JOHNNY SAUTER BRISTOL RACE RECAP
Driver of the No. 13 Safe Auto/Curb/Mud Jug Chevy
NASCAR CAMPING WORLD TRUCK SERIES *BRISTOL MOTOR SPEEDWAY * O’REILLY 200
Qualifies 12th; Impressive Pit Strategy & Short Track Skills Put Him Back to the Front
Bristol, TN – August 24, 2001 – Johnny Sauter, driver of the No. 13 Safe Auto/Curb Records/Mud Jug Chevrolet Silverado, started the O’Reilly 200 at Bristol Motor Speedway with points to gain – both on track and in the championship drive for the NASCAR Camping World Truck Series. 200 laps and two hours later, the driver sat in the second position in the Bristol media center answering questions as to how he gained not only the great finish, but also the points lead.
“I’ve said it a million times, the points can change in a heartbeat.
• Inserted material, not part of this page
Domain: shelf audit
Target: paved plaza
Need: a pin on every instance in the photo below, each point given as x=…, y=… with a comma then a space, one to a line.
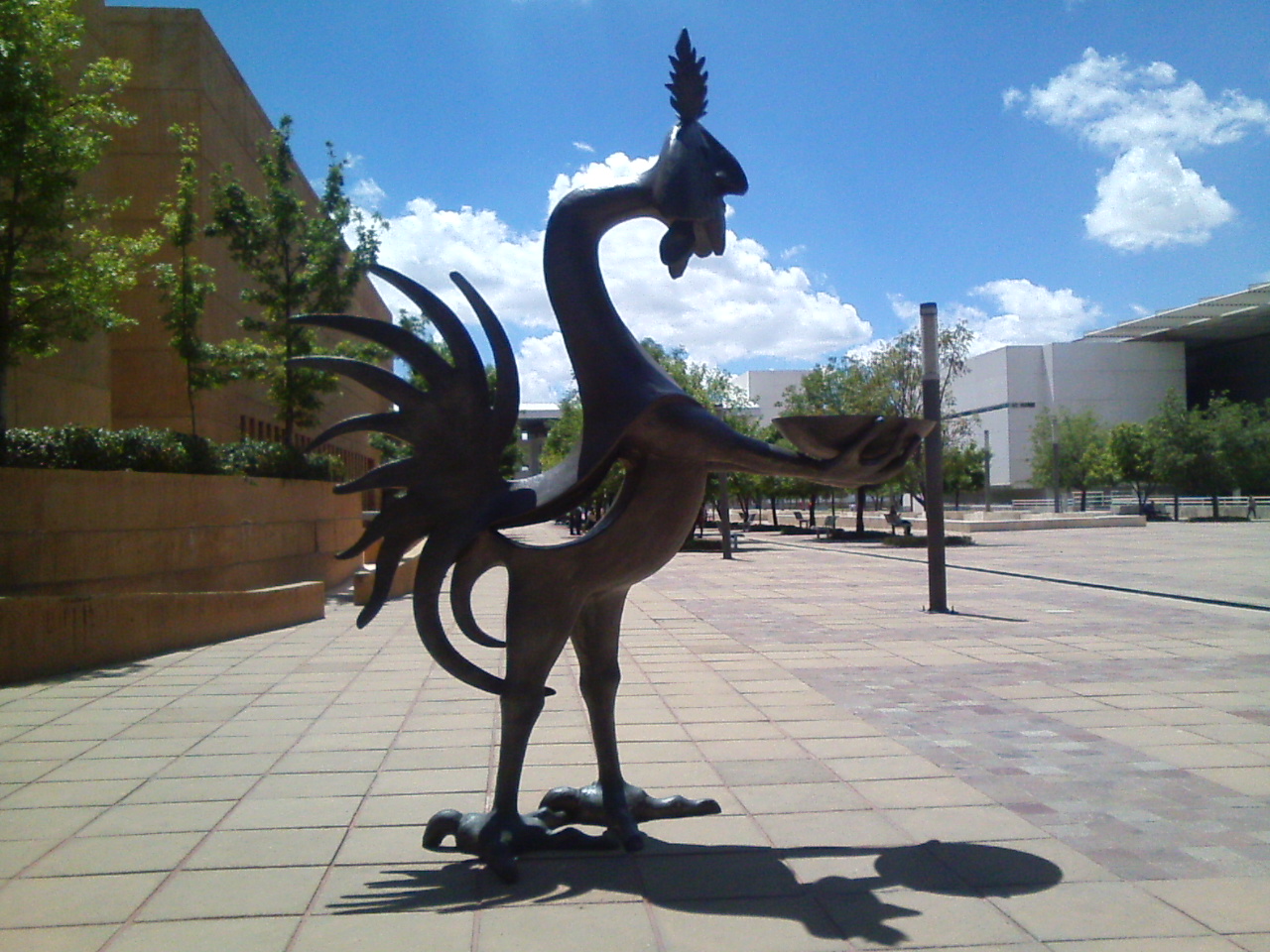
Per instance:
x=1078, y=760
Could be me, could be Buescher, could be Peters, could be anybody with this new system. It’s nice and it’s humbling. But tonight was about a major strategy with my team. Crew chief Joe Shear, Jr. just knew every lap on that fuel, and we were watching guys drop like flies. I was fighting our aero package and just trying to stay in there mid-race, but then I knew once we got clean air, we had a chance here. I’m so proud of the guys, we really busted tail to get this second place.”
Getting to ninth position at lap two, Sauter radioed in early that he was tight, and even tighter in the second groove. After strategy with blower fans and patience in the pits, Sauter stayed out during three cautions to hang in eighth position. Pitting at lap 60, the 13 took four tires, fuel and a trackbar adjustment. Sauter spent the next 100 laps jockeying between seventh and tenth position. With twenty to go, he passed the 3 truck of Austin Dillon, then quickly notched down the 17 of Timothy Peters to put him in shouting range of a top five at sixth.
After leaders started dropping off the boards due to zero fuel, Sauter powered forward to the second position and fought hard to take the checkered flag against the 2 truck of Kevin Harvick. “If I had 10 more laps maybe, I feel like we could have really taken him on,” he said in the post-race press conference. “I’ll take second for sure for my guys. They have worked their hearts out since we got back to Michigan with wrecked trucks. We needed this finish. Today was a good day.”
He keeps the NASCAR Camping World Truck Series driver championship points lead by seven over James Buescher going into Atlanta Motor Speedway on Saturday, September 2nd.